Chi e quanto deve pagare la seconda rata Imu: scadenza il 17 settembre



16 settembre che slitta a lunedì 17: questa la nuova scadenza per il pagamento della seconda rata Imu. Tale scadenza riguarda solo coloro che hanno scelto di pagare l'imposta sugli immobili in tre rate.

Secondo gli ultimi dati della CGIA Mestre sono circa 877.000 i contribuenti interessati al pagamento, su circa 16 milioni di contribuenti che a giugno hanno versato l’acconto. Solo il 5,5% del totale ha deciso di dilazionare in tre tranches il versamento dell’imposta. L'importo da versare sarà anche in questo caso, come nel caso della prima rata, pari a un terzo del totale, calcolato con le aliquote del 4 per mille sulla prima casa.

Per pagare la rata, i contribuenti, come per la prima rata, devono infatti calcolare l'importo della tassa, moltiplicando per 160 la rendita catastale (rivalutata del 5%), applicando l'aliquota di base (il 4 per mille sulla prima casa, il 7,6 per mille su tutti gli altri immobili), meno le detrazioni forfettarie, che sono pari a 200 euro più 50 euro per ogni figlio a carico di età fino a 26 anni.

L’Associazione Artigiani e Piccole Imprese Mestre Cgia ha calcolato che l‘importo della seconda rata per i proprietari delle abitazioni ubicate nei Comuni capoluogo di provincia sarà di circa 131 euro, che si alza per chi risiede a Bologna (293 euro), Milano (269 euro), Genova (227 euro), Torino (224 euro), Roma (199 euro) e Bari (196 euro).

Nei Comuni capoluogo, la seconda rata dell’Imu costerà mediamente il 62% in più rispetto alla media versata dai proprietari di prima casa ubicata nei comuni della stessa provincia, con picchi più alti a Venezia e a Cagliari (+82%), Torino (+75%),  Napoli (+ 69%), a Roma (+66%) e a Milano (+62%). Del tutto diversa la situazione a Macerata (-7%), Lucca (-19%), Latina (-44%) e a Belluno (-52%) dove nei piccoli Comuni si paga mediamente di più che nel Capoluogo di provincia.

Anche la seconda rata sarà calcolata, dunque, prendendo come base di calcolo le aliquote base, l'unica differenza formale del secondo pagamento Imu sta nella compilazione del modulo F24; nel campo ‘rateazione-mesi di riferimento’ bisognerà indicare il codice 0202 invece di 0102 della prima rata.

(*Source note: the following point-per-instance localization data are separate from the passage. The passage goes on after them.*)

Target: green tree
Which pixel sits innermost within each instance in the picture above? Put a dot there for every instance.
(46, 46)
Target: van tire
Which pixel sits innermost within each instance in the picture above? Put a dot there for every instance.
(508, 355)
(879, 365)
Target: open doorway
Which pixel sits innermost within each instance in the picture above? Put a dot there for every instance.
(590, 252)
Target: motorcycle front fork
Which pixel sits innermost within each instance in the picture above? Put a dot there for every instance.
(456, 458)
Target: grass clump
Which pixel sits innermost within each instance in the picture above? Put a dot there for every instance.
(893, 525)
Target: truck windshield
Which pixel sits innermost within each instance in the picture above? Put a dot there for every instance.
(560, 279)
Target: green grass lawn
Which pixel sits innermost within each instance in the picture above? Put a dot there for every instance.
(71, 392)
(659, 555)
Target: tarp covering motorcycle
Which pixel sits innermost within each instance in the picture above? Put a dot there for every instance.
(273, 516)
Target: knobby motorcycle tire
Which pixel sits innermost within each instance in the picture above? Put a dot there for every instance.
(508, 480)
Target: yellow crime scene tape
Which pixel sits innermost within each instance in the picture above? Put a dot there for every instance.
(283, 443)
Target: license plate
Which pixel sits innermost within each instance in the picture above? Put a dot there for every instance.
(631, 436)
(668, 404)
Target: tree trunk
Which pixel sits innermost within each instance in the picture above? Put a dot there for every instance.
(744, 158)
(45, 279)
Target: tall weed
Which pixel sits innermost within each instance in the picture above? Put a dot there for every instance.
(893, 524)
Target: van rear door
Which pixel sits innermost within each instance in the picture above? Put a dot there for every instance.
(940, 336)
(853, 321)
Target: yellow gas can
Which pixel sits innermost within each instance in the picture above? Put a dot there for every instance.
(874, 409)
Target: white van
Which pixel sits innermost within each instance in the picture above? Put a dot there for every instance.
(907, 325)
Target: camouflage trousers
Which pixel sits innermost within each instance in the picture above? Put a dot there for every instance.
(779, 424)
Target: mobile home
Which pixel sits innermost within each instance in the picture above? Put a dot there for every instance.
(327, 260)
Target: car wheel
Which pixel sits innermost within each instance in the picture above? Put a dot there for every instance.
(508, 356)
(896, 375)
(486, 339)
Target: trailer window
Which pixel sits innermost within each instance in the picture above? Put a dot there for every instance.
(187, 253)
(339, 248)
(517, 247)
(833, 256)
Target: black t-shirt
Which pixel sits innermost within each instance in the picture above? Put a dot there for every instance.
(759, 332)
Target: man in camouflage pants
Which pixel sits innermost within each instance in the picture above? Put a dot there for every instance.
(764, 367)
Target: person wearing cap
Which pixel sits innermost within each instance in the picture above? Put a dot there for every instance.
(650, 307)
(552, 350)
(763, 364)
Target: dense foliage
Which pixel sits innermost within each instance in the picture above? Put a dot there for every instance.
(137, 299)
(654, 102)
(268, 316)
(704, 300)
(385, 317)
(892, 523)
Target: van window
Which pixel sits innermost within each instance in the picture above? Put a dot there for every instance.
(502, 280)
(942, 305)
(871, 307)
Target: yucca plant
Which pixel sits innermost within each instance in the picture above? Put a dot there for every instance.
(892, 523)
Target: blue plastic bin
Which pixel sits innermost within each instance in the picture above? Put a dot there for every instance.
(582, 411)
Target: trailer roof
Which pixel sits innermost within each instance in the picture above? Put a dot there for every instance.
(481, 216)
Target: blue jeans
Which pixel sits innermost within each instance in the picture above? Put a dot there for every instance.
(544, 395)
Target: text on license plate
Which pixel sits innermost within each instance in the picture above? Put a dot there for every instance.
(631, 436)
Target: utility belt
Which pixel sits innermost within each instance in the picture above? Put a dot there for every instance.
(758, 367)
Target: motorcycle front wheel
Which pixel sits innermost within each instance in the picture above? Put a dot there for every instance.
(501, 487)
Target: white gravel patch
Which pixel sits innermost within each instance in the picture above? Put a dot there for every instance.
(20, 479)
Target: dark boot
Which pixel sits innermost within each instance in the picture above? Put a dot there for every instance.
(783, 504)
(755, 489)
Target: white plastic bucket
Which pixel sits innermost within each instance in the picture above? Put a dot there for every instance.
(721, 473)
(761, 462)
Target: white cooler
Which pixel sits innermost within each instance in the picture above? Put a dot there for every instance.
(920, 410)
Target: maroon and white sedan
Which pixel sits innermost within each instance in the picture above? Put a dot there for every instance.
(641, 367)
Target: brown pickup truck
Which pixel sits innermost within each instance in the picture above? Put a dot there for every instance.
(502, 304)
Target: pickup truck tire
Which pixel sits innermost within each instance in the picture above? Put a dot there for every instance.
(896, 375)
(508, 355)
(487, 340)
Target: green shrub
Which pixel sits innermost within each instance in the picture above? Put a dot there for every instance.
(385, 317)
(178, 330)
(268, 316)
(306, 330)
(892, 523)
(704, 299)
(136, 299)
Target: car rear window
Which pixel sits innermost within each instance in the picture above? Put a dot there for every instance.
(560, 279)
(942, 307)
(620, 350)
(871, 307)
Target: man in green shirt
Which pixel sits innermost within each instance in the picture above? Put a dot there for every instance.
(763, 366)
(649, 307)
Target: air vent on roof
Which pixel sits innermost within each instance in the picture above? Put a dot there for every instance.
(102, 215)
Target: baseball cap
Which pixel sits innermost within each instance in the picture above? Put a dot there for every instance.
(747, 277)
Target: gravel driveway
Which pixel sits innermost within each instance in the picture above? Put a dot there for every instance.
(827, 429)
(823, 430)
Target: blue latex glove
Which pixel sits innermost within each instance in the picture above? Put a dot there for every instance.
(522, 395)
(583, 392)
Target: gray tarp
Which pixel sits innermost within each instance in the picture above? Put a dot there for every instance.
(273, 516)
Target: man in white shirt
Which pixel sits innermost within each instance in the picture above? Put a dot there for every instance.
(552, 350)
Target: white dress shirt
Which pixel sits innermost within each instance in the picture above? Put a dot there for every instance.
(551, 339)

Il saldo finale verrà poi calcolato nella terza rata, fissata per dicembre, e che terrà conto delle aliquote stabilite dai diversi Comuni e che possono essere il 2 per mille in più o in meno per la prima casa, oscillando dunque dal 2 al 6 per mille, e il 3 per mille in più o in meno sugli altri immobili.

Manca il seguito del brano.